Beat the man, create the space
John Barnes is easily one of the best players England has ever produced. There’s no point in arguing it. Blessed with physical strength and an artist’s touch, over a twenty-year career he devastated defences up and down the country and alongside Cyril Regis, Chris Houghton and Viv Anderson blazed a path for Black British players on both the national and international stages. I mean, he deserves his place in the pantheon of true greats for his incredible goal against Brazil alone.
While his influence on the pitch is unimpeachable, in some ways Barnes’ influence on popular music is equally as profound. Some people will scoff at this, and with his awkward attempts to rhyme “hard as hell’ with “Arse-en-al” it’s easy to dismiss him as another footballer messing around where he shouldn’t belong. But although Barnes only appeared on two songs (‘The Anfield Rap’ and ‘World in Motion’), his brief yet spectacular musical career just so happened to straddle a remarkable, foundational period in British cultural history.
It’s all about context. The late ’80s was perhaps the bleakest period British football has ever endured. English teams had been banned from European competition in the aftermath of the Heysel disaster, the National Front recruited directly from the terraces and most Saturday afternoons saw street battles raging across the country. Football’s image was in the gutter, gates were shrivelling up and it was clear to everyone that something had to change.

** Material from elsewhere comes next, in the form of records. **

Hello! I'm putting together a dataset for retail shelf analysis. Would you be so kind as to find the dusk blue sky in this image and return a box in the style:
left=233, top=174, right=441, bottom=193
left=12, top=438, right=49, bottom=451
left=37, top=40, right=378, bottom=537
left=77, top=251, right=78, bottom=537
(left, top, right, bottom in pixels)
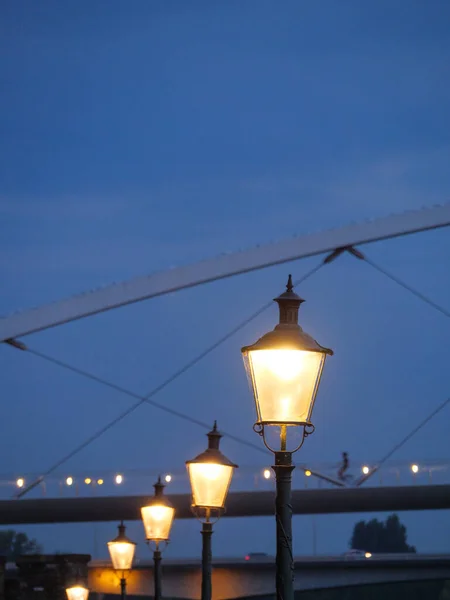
left=0, top=1, right=449, bottom=562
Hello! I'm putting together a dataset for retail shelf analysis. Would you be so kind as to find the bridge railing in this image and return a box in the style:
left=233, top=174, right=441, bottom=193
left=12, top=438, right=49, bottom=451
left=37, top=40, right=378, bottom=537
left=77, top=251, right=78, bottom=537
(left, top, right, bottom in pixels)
left=2, top=460, right=450, bottom=500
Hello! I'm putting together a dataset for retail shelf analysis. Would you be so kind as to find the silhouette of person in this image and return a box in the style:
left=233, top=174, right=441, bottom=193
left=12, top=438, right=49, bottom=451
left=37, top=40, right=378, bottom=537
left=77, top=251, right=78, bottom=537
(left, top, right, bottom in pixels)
left=338, top=452, right=349, bottom=481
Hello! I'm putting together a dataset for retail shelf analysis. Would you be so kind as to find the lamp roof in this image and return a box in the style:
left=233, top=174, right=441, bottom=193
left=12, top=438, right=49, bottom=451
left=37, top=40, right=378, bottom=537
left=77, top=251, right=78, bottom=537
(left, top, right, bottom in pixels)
left=143, top=476, right=174, bottom=508
left=241, top=275, right=333, bottom=355
left=186, top=422, right=238, bottom=469
left=108, top=522, right=136, bottom=546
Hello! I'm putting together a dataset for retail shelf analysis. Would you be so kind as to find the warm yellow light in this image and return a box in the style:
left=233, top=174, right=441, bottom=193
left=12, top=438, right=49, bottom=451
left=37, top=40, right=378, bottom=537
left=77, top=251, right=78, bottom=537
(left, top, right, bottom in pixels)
left=188, top=462, right=234, bottom=509
left=141, top=504, right=175, bottom=542
left=245, top=349, right=325, bottom=424
left=261, top=349, right=305, bottom=381
left=305, top=470, right=312, bottom=477
left=16, top=478, right=25, bottom=488
left=84, top=478, right=91, bottom=485
left=97, top=479, right=104, bottom=485
left=66, top=586, right=89, bottom=600
left=108, top=541, right=135, bottom=571
left=362, top=466, right=370, bottom=475
left=263, top=469, right=271, bottom=480
left=115, top=474, right=123, bottom=485
left=365, top=552, right=372, bottom=559
left=411, top=464, right=419, bottom=474
left=66, top=477, right=73, bottom=486
left=165, top=474, right=172, bottom=483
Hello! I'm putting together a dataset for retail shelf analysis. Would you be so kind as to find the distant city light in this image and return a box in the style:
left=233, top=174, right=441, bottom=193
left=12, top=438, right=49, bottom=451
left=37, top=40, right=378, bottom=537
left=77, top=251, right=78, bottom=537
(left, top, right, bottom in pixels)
left=411, top=464, right=419, bottom=474
left=66, top=477, right=73, bottom=486
left=84, top=478, right=92, bottom=485
left=362, top=465, right=370, bottom=475
left=115, top=474, right=123, bottom=484
left=16, top=478, right=25, bottom=488
left=305, top=470, right=312, bottom=477
left=263, top=469, right=271, bottom=480
left=165, top=474, right=172, bottom=483
left=97, top=479, right=104, bottom=485
left=365, top=552, right=372, bottom=559
left=245, top=555, right=250, bottom=561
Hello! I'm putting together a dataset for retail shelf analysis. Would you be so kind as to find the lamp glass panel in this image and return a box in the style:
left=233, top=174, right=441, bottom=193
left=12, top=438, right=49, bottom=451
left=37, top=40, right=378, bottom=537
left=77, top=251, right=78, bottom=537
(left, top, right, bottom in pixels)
left=188, top=463, right=233, bottom=508
left=141, top=504, right=175, bottom=541
left=108, top=540, right=136, bottom=571
left=66, top=587, right=89, bottom=600
left=244, top=349, right=325, bottom=424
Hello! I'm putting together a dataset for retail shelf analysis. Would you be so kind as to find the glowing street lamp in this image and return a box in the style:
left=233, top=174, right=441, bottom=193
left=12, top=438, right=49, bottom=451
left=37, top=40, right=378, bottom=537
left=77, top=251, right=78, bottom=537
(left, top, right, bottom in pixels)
left=107, top=521, right=136, bottom=599
left=241, top=275, right=332, bottom=600
left=141, top=477, right=175, bottom=600
left=66, top=586, right=89, bottom=600
left=186, top=422, right=238, bottom=600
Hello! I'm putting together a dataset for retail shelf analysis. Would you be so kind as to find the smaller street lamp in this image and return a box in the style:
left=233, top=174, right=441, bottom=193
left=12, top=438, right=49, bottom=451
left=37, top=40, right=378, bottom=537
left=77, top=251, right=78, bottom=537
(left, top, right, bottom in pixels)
left=186, top=422, right=238, bottom=600
left=66, top=586, right=89, bottom=600
left=107, top=521, right=136, bottom=599
left=141, top=477, right=175, bottom=600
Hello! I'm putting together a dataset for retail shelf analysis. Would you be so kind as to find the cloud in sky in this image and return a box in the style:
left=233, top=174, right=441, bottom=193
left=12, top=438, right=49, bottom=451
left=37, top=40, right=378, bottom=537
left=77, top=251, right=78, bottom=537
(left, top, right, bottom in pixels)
left=1, top=146, right=448, bottom=283
left=0, top=196, right=129, bottom=220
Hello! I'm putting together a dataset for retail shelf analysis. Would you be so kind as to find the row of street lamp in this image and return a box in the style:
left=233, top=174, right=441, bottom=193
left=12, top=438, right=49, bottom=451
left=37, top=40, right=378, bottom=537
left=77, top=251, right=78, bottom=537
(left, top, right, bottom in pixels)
left=106, top=421, right=238, bottom=600
left=65, top=422, right=237, bottom=600
left=66, top=275, right=332, bottom=600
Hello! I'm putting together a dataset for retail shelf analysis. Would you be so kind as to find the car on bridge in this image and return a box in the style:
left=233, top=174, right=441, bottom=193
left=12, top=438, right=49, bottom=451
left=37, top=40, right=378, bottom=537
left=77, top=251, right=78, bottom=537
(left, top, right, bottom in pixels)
left=244, top=552, right=270, bottom=561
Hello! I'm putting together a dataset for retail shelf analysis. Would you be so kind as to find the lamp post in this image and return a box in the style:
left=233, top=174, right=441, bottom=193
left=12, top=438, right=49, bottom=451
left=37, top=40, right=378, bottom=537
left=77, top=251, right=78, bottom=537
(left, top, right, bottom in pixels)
left=141, top=477, right=175, bottom=600
left=241, top=275, right=332, bottom=600
left=107, top=521, right=136, bottom=599
left=186, top=422, right=238, bottom=600
left=65, top=586, right=89, bottom=600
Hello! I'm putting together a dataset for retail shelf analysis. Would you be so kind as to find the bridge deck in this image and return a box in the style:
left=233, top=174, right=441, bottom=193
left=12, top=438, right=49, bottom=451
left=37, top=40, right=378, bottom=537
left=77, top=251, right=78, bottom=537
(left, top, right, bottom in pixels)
left=1, top=484, right=449, bottom=525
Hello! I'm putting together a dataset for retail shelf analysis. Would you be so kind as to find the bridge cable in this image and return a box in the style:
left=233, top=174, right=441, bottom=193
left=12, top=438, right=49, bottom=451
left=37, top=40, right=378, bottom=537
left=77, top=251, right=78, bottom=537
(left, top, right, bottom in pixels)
left=356, top=395, right=450, bottom=487
left=340, top=246, right=450, bottom=486
left=323, top=245, right=450, bottom=487
left=362, top=255, right=450, bottom=319
left=14, top=261, right=327, bottom=499
left=333, top=245, right=450, bottom=319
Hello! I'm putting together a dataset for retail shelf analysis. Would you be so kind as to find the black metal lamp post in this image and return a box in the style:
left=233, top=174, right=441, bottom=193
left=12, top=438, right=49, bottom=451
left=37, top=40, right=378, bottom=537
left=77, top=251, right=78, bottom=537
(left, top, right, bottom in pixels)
left=65, top=585, right=89, bottom=600
left=107, top=521, right=136, bottom=600
left=186, top=422, right=238, bottom=600
left=241, top=275, right=332, bottom=600
left=140, top=477, right=175, bottom=600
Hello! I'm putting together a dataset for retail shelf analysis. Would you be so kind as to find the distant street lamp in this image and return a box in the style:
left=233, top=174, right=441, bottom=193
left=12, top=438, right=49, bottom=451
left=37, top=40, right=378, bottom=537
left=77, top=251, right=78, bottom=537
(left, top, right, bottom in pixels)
left=241, top=275, right=332, bottom=600
left=141, top=477, right=175, bottom=600
left=107, top=521, right=136, bottom=599
left=65, top=586, right=89, bottom=600
left=186, top=422, right=238, bottom=600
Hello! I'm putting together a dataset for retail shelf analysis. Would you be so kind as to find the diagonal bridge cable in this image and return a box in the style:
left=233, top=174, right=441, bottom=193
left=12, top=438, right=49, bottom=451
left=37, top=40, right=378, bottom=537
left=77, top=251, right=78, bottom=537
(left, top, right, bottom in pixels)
left=331, top=246, right=449, bottom=486
left=355, top=395, right=450, bottom=486
left=13, top=261, right=326, bottom=498
left=363, top=255, right=450, bottom=319
left=333, top=245, right=450, bottom=319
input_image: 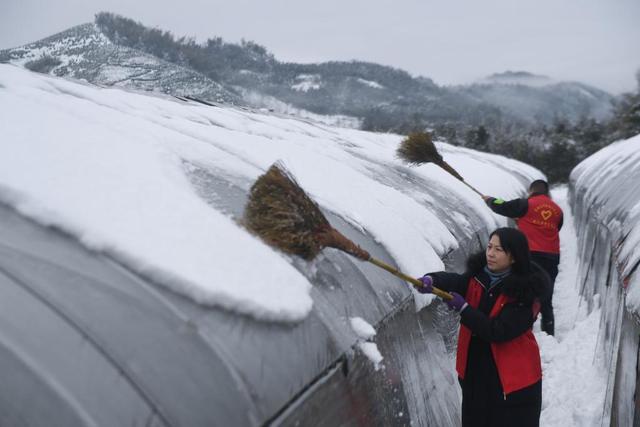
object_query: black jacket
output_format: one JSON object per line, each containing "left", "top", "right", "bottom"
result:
{"left": 485, "top": 192, "right": 564, "bottom": 231}
{"left": 428, "top": 253, "right": 549, "bottom": 427}
{"left": 433, "top": 252, "right": 549, "bottom": 306}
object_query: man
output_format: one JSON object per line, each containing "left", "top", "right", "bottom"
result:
{"left": 482, "top": 179, "right": 563, "bottom": 336}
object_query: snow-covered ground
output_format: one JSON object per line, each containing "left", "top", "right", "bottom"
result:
{"left": 537, "top": 186, "right": 607, "bottom": 426}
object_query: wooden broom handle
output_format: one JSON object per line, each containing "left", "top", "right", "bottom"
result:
{"left": 438, "top": 160, "right": 484, "bottom": 197}
{"left": 460, "top": 180, "right": 484, "bottom": 197}
{"left": 322, "top": 228, "right": 453, "bottom": 300}
{"left": 367, "top": 257, "right": 453, "bottom": 301}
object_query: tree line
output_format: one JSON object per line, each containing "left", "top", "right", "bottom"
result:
{"left": 433, "top": 71, "right": 640, "bottom": 183}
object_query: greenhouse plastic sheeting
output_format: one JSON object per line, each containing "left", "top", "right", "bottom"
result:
{"left": 569, "top": 134, "right": 640, "bottom": 426}
{"left": 0, "top": 168, "right": 504, "bottom": 427}
{"left": 0, "top": 65, "right": 543, "bottom": 426}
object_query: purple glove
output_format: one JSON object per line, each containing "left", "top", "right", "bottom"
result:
{"left": 445, "top": 292, "right": 468, "bottom": 312}
{"left": 416, "top": 275, "right": 434, "bottom": 294}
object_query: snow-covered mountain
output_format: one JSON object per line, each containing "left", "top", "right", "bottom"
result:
{"left": 0, "top": 23, "right": 239, "bottom": 104}
{"left": 0, "top": 13, "right": 614, "bottom": 131}
{"left": 461, "top": 71, "right": 614, "bottom": 124}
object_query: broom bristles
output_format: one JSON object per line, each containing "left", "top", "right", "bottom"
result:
{"left": 396, "top": 131, "right": 442, "bottom": 165}
{"left": 244, "top": 163, "right": 331, "bottom": 260}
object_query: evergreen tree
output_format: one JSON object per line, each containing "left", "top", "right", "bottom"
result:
{"left": 608, "top": 70, "right": 640, "bottom": 141}
{"left": 465, "top": 125, "right": 490, "bottom": 150}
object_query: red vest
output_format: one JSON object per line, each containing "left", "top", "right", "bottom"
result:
{"left": 516, "top": 194, "right": 562, "bottom": 254}
{"left": 456, "top": 278, "right": 542, "bottom": 395}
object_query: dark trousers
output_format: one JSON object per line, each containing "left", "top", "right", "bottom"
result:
{"left": 531, "top": 253, "right": 559, "bottom": 336}
{"left": 461, "top": 378, "right": 542, "bottom": 427}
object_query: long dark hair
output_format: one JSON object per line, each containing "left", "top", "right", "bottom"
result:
{"left": 466, "top": 227, "right": 549, "bottom": 303}
{"left": 489, "top": 227, "right": 531, "bottom": 275}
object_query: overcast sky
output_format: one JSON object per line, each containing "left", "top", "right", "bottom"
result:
{"left": 1, "top": 0, "right": 639, "bottom": 94}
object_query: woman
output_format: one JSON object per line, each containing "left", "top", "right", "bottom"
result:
{"left": 419, "top": 227, "right": 549, "bottom": 427}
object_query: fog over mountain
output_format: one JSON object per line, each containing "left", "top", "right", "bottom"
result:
{"left": 0, "top": 13, "right": 614, "bottom": 134}
{"left": 5, "top": 12, "right": 637, "bottom": 184}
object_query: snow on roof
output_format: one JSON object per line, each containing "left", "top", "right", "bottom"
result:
{"left": 571, "top": 133, "right": 640, "bottom": 312}
{"left": 0, "top": 64, "right": 542, "bottom": 322}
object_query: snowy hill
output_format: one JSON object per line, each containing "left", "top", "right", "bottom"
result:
{"left": 0, "top": 23, "right": 239, "bottom": 104}
{"left": 0, "top": 13, "right": 614, "bottom": 131}
{"left": 461, "top": 71, "right": 614, "bottom": 124}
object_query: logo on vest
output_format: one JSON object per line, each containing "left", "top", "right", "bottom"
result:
{"left": 540, "top": 210, "right": 553, "bottom": 220}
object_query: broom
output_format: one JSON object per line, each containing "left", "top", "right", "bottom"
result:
{"left": 397, "top": 131, "right": 484, "bottom": 197}
{"left": 244, "top": 163, "right": 452, "bottom": 301}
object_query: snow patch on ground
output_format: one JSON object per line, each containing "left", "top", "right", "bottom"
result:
{"left": 536, "top": 186, "right": 607, "bottom": 426}
{"left": 356, "top": 78, "right": 384, "bottom": 89}
{"left": 291, "top": 74, "right": 322, "bottom": 92}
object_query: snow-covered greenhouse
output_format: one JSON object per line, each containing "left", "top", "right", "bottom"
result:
{"left": 0, "top": 64, "right": 639, "bottom": 426}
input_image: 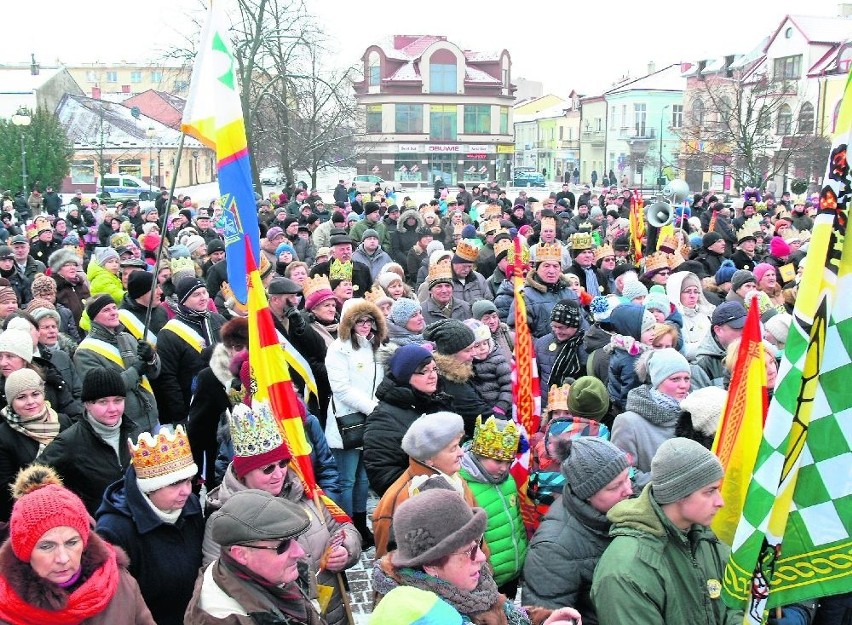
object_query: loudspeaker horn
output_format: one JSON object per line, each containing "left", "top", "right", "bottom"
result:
{"left": 646, "top": 201, "right": 674, "bottom": 228}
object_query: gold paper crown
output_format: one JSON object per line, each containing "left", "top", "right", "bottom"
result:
{"left": 110, "top": 232, "right": 131, "bottom": 249}
{"left": 483, "top": 204, "right": 502, "bottom": 220}
{"left": 228, "top": 402, "right": 285, "bottom": 459}
{"left": 570, "top": 233, "right": 593, "bottom": 251}
{"left": 593, "top": 244, "right": 615, "bottom": 263}
{"left": 454, "top": 240, "right": 480, "bottom": 263}
{"left": 483, "top": 219, "right": 501, "bottom": 234}
{"left": 658, "top": 234, "right": 678, "bottom": 253}
{"left": 536, "top": 242, "right": 563, "bottom": 263}
{"left": 540, "top": 216, "right": 557, "bottom": 230}
{"left": 364, "top": 285, "right": 390, "bottom": 304}
{"left": 25, "top": 223, "right": 38, "bottom": 240}
{"left": 303, "top": 274, "right": 332, "bottom": 298}
{"left": 546, "top": 383, "right": 571, "bottom": 413}
{"left": 781, "top": 227, "right": 804, "bottom": 242}
{"left": 170, "top": 256, "right": 197, "bottom": 276}
{"left": 643, "top": 251, "right": 669, "bottom": 275}
{"left": 470, "top": 416, "right": 521, "bottom": 462}
{"left": 668, "top": 251, "right": 685, "bottom": 270}
{"left": 736, "top": 216, "right": 762, "bottom": 243}
{"left": 507, "top": 241, "right": 531, "bottom": 266}
{"left": 427, "top": 262, "right": 453, "bottom": 287}
{"left": 494, "top": 237, "right": 513, "bottom": 259}
{"left": 329, "top": 259, "right": 353, "bottom": 282}
{"left": 129, "top": 425, "right": 197, "bottom": 490}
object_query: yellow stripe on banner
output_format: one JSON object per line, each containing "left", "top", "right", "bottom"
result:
{"left": 163, "top": 320, "right": 205, "bottom": 353}
{"left": 181, "top": 120, "right": 217, "bottom": 151}
{"left": 216, "top": 118, "right": 249, "bottom": 156}
{"left": 78, "top": 340, "right": 153, "bottom": 395}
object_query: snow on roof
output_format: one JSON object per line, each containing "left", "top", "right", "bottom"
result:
{"left": 0, "top": 66, "right": 64, "bottom": 94}
{"left": 465, "top": 65, "right": 500, "bottom": 83}
{"left": 786, "top": 15, "right": 852, "bottom": 43}
{"left": 730, "top": 36, "right": 770, "bottom": 70}
{"left": 464, "top": 50, "right": 502, "bottom": 62}
{"left": 386, "top": 62, "right": 420, "bottom": 82}
{"left": 606, "top": 64, "right": 685, "bottom": 94}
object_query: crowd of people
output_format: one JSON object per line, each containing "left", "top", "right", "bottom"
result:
{"left": 0, "top": 178, "right": 845, "bottom": 625}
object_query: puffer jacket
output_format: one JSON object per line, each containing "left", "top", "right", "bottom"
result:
{"left": 611, "top": 385, "right": 681, "bottom": 488}
{"left": 493, "top": 275, "right": 514, "bottom": 321}
{"left": 591, "top": 485, "right": 743, "bottom": 625}
{"left": 523, "top": 489, "right": 613, "bottom": 624}
{"left": 86, "top": 258, "right": 125, "bottom": 304}
{"left": 508, "top": 272, "right": 581, "bottom": 339}
{"left": 460, "top": 452, "right": 527, "bottom": 586}
{"left": 202, "top": 466, "right": 361, "bottom": 625}
{"left": 433, "top": 353, "right": 491, "bottom": 437}
{"left": 690, "top": 331, "right": 728, "bottom": 390}
{"left": 392, "top": 209, "right": 423, "bottom": 266}
{"left": 471, "top": 345, "right": 512, "bottom": 414}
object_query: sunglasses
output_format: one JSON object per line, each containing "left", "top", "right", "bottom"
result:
{"left": 241, "top": 538, "right": 292, "bottom": 555}
{"left": 261, "top": 459, "right": 289, "bottom": 475}
{"left": 453, "top": 538, "right": 484, "bottom": 561}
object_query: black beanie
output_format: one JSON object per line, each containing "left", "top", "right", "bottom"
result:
{"left": 86, "top": 294, "right": 114, "bottom": 321}
{"left": 332, "top": 212, "right": 345, "bottom": 224}
{"left": 126, "top": 270, "right": 156, "bottom": 300}
{"left": 207, "top": 239, "right": 226, "bottom": 255}
{"left": 364, "top": 202, "right": 380, "bottom": 216}
{"left": 81, "top": 368, "right": 126, "bottom": 402}
{"left": 283, "top": 216, "right": 298, "bottom": 229}
{"left": 176, "top": 277, "right": 206, "bottom": 304}
{"left": 423, "top": 319, "right": 475, "bottom": 355}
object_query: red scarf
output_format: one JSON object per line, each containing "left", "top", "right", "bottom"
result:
{"left": 0, "top": 543, "right": 121, "bottom": 625}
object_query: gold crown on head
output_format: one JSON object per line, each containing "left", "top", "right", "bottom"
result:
{"left": 658, "top": 234, "right": 678, "bottom": 253}
{"left": 427, "top": 262, "right": 453, "bottom": 287}
{"left": 540, "top": 216, "right": 557, "bottom": 230}
{"left": 643, "top": 251, "right": 669, "bottom": 275}
{"left": 494, "top": 237, "right": 513, "bottom": 259}
{"left": 594, "top": 244, "right": 615, "bottom": 263}
{"left": 668, "top": 251, "right": 685, "bottom": 270}
{"left": 736, "top": 216, "right": 762, "bottom": 243}
{"left": 483, "top": 204, "right": 502, "bottom": 220}
{"left": 570, "top": 233, "right": 593, "bottom": 251}
{"left": 546, "top": 383, "right": 571, "bottom": 413}
{"left": 329, "top": 259, "right": 353, "bottom": 282}
{"left": 470, "top": 416, "right": 521, "bottom": 462}
{"left": 303, "top": 274, "right": 332, "bottom": 298}
{"left": 110, "top": 233, "right": 132, "bottom": 249}
{"left": 453, "top": 222, "right": 464, "bottom": 235}
{"left": 507, "top": 241, "right": 531, "bottom": 266}
{"left": 364, "top": 285, "right": 389, "bottom": 304}
{"left": 536, "top": 242, "right": 563, "bottom": 263}
{"left": 483, "top": 219, "right": 501, "bottom": 234}
{"left": 228, "top": 402, "right": 284, "bottom": 459}
{"left": 454, "top": 240, "right": 479, "bottom": 263}
{"left": 170, "top": 256, "right": 196, "bottom": 275}
{"left": 129, "top": 425, "right": 197, "bottom": 491}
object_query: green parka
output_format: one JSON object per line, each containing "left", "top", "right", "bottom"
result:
{"left": 591, "top": 485, "right": 743, "bottom": 625}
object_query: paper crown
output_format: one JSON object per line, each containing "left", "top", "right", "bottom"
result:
{"left": 736, "top": 216, "right": 762, "bottom": 243}
{"left": 129, "top": 425, "right": 197, "bottom": 491}
{"left": 781, "top": 227, "right": 806, "bottom": 242}
{"left": 170, "top": 256, "right": 197, "bottom": 276}
{"left": 668, "top": 251, "right": 685, "bottom": 270}
{"left": 483, "top": 219, "right": 501, "bottom": 234}
{"left": 427, "top": 262, "right": 453, "bottom": 287}
{"left": 507, "top": 241, "right": 531, "bottom": 266}
{"left": 364, "top": 285, "right": 390, "bottom": 304}
{"left": 470, "top": 416, "right": 521, "bottom": 462}
{"left": 658, "top": 234, "right": 678, "bottom": 253}
{"left": 110, "top": 232, "right": 131, "bottom": 250}
{"left": 594, "top": 244, "right": 615, "bottom": 263}
{"left": 228, "top": 401, "right": 285, "bottom": 459}
{"left": 483, "top": 204, "right": 502, "bottom": 220}
{"left": 453, "top": 222, "right": 464, "bottom": 235}
{"left": 536, "top": 242, "right": 563, "bottom": 263}
{"left": 643, "top": 251, "right": 669, "bottom": 275}
{"left": 25, "top": 222, "right": 39, "bottom": 241}
{"left": 329, "top": 259, "right": 353, "bottom": 282}
{"left": 540, "top": 216, "right": 557, "bottom": 230}
{"left": 547, "top": 383, "right": 571, "bottom": 413}
{"left": 494, "top": 238, "right": 513, "bottom": 260}
{"left": 570, "top": 233, "right": 593, "bottom": 251}
{"left": 303, "top": 274, "right": 332, "bottom": 298}
{"left": 454, "top": 240, "right": 479, "bottom": 263}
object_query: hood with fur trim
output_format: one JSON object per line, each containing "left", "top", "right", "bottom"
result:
{"left": 338, "top": 298, "right": 388, "bottom": 343}
{"left": 209, "top": 343, "right": 233, "bottom": 389}
{"left": 433, "top": 352, "right": 474, "bottom": 383}
{"left": 396, "top": 209, "right": 424, "bottom": 234}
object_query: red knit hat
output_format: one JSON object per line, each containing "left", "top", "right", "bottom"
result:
{"left": 9, "top": 466, "right": 91, "bottom": 561}
{"left": 227, "top": 403, "right": 292, "bottom": 480}
{"left": 769, "top": 236, "right": 791, "bottom": 258}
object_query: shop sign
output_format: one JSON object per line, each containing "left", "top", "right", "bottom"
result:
{"left": 496, "top": 145, "right": 515, "bottom": 154}
{"left": 398, "top": 144, "right": 420, "bottom": 152}
{"left": 465, "top": 153, "right": 488, "bottom": 160}
{"left": 427, "top": 144, "right": 461, "bottom": 153}
{"left": 467, "top": 145, "right": 495, "bottom": 154}
{"left": 371, "top": 165, "right": 381, "bottom": 173}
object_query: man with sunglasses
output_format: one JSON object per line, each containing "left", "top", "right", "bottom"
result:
{"left": 186, "top": 489, "right": 324, "bottom": 624}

Like so many other times in the past, innovation came via Liverpool. Released ahead of the 1987 FA Cup, ‘The Anfield Rap’ certainly sounds problematic to modern ears but it was revolutionary at the time. Yes, it’s ham-fisted, and yes, at best, it’s culturally appropriative, but it showed how English football could start to reinvent itself. Reaching number 3 in the charts, its celebration of togetherness and the diversity of the team stood in stark contrast to the visible sections of British football fans who openly celebrated racism and xenophobia. It wouldn’t have been possible without Barnes. The sheer fact that he can do a passable LL Cool J impression meant that the team’s eccentric midfielder Craig Johnson could write a song that embraced the charts rather than the team bus. Not that it did much good mind; Liverpool famously lost the final to a Lawrie Sanchez inspired Wimbledon.